Written by Bob Oliver on .



He was known for his knickers, his Scottish tam o’shanter cap, his heart and his exquisite golf swing.



He was known as a family man, a charitable man and for his desire to lead a balanced, full life.



On the golf course he’d be wearing the colors of one NFL team or another, seriously chewing gum while appraising his golf situation of that particular minute. Later, he’d go home and play with the kids.



He was able to focus, to take golf’s unlucky bounces in stride. Even when it meant, as at the Olympic Club in 1998 when his picture perfect drive ended up in a sand-filled divot on the back nine of the final round in a major. That unfortunate lie, and a treacherous 18th hole pin placement, may have cost him the national championship.


Yet somehow he ground up the inner strength to move on.


Along his golf travels he won 19 times, including 11 victories on the PGA Tour.
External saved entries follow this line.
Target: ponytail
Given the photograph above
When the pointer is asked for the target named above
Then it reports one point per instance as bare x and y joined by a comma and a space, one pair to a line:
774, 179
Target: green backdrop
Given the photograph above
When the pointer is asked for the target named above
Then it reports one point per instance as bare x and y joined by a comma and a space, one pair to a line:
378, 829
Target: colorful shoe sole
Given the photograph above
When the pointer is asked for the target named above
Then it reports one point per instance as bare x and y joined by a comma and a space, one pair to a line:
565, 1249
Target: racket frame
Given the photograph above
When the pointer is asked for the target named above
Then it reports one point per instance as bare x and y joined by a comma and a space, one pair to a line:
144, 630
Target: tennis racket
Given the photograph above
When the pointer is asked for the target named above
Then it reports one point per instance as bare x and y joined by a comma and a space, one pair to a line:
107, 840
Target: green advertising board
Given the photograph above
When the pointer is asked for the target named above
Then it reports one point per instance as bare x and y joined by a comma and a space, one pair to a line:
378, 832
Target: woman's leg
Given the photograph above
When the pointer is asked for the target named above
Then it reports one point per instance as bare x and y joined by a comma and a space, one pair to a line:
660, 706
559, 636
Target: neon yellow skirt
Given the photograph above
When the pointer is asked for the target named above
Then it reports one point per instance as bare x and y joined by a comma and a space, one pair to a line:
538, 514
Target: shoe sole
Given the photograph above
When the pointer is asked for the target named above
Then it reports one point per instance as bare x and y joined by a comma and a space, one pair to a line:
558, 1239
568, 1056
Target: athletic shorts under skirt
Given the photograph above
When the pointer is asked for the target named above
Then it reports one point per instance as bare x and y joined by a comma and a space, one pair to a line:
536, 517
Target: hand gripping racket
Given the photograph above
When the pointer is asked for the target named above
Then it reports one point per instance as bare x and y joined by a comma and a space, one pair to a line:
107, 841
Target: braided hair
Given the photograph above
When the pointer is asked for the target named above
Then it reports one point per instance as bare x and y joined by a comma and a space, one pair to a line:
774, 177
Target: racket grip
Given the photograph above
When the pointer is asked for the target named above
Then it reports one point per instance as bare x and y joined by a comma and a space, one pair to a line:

He captured three major professional championships, including two United States Opens and one PGA Championship. His gave rose at the Majors, where he loved center stage and usually performed well as his 15 top-10 finishes attest.


Statistics are one thing, but in the end what I will remember about William Payne Stewart was his magical smile.


He’s flash that smile at you, and in the ensuing seconds you felt like a million dollars. He’d light up the room with it. He’d make you feel at home.


In January, 1997, at the annual PGA Merchandise Show in Orlando, Fla., Stewart was brought in by the Wilson Sporting Goods people to meet, greet, say a few words and flash that magnificent smile.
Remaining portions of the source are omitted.